В такой вот игре света и тени[10]и проходило самостановление Ницше, как оно, вероятно, в принципе и должно проходить вообще. А еще? Какие были у него еще признаки, какие неотъемлемые характерные черты? Как он сам переживал и выражал его? Вот, например, очень яркий афоризм 552 «Утренней зари», где автор торжественно повествует о некоем таинственном и горячо любимом неизвестном существе, «что растет в нас», обладая «таинственной ценностью, о которой мы думаем с восторгом». Это состояние «беременности» тем существом, когда «все прикрыто завесой, все полно предчувствия; неизвестно, как и что происходит; нужно выжидать и стараться быть готовым.» В таком тревожном, но «высокоторжественном состоянии и нужно жить»; нужно «постоянно печься, постоянно бдеть, держать душу в покое готовности, чтобы довести до прекрасного завершения нашу плодотворность». Правда, Ницше как раз покоем готовности и не отличался, а об этих беременных может сказать только одно: что они «странны», но и этого вполне достаточно для того, чтобы его понять. — Теперь, мне кажется, я уже спокойно могу положиться на читателя: мне нет нужды специально комментировать этот текст.

Но это была, так сказать, феноменология самостановления на уровне самоощущения.

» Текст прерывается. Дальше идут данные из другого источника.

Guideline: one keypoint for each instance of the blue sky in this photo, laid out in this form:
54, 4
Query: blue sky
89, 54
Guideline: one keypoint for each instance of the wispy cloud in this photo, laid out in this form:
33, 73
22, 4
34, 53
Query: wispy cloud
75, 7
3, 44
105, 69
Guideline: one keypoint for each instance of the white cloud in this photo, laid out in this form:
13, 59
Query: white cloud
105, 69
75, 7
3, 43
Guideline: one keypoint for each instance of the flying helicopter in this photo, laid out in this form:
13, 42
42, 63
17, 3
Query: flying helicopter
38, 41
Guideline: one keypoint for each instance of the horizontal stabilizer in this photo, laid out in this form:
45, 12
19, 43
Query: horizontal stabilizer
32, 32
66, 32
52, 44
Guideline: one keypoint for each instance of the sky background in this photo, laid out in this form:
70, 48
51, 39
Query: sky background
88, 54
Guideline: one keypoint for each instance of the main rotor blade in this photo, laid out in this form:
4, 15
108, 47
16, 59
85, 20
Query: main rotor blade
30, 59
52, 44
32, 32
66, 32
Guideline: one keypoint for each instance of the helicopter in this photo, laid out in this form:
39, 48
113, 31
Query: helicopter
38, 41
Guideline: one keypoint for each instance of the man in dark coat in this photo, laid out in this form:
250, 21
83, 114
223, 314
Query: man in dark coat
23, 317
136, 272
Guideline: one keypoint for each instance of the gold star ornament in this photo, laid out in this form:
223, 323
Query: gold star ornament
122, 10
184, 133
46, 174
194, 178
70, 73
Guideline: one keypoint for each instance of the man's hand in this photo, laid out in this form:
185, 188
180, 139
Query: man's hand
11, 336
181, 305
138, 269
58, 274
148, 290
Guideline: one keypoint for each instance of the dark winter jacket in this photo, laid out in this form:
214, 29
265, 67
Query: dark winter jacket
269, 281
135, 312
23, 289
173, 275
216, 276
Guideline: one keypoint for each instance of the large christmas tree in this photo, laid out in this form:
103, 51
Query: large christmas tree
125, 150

А сейчас речь пойдет о самой его сути. Эту суть выражает ницшевское представление о себе самом, уже не укутанное в коллективно-собирательный образ «беременных», а строго автобиографическое. В более позднем тексте (предисловии ко 2-му тому «Человеческого, слишком человеческого», 1886) Ницше говорит о «своем задании», которое чуть было не утратил в результате огромной разочарованности Вагнером (читай: остатками уже разбитых личных «идеалов»), но потом путем жесткого разбирательства со всем коллективным в себе вновь обрел «дорогу ко “мне” самому, к моему заданию».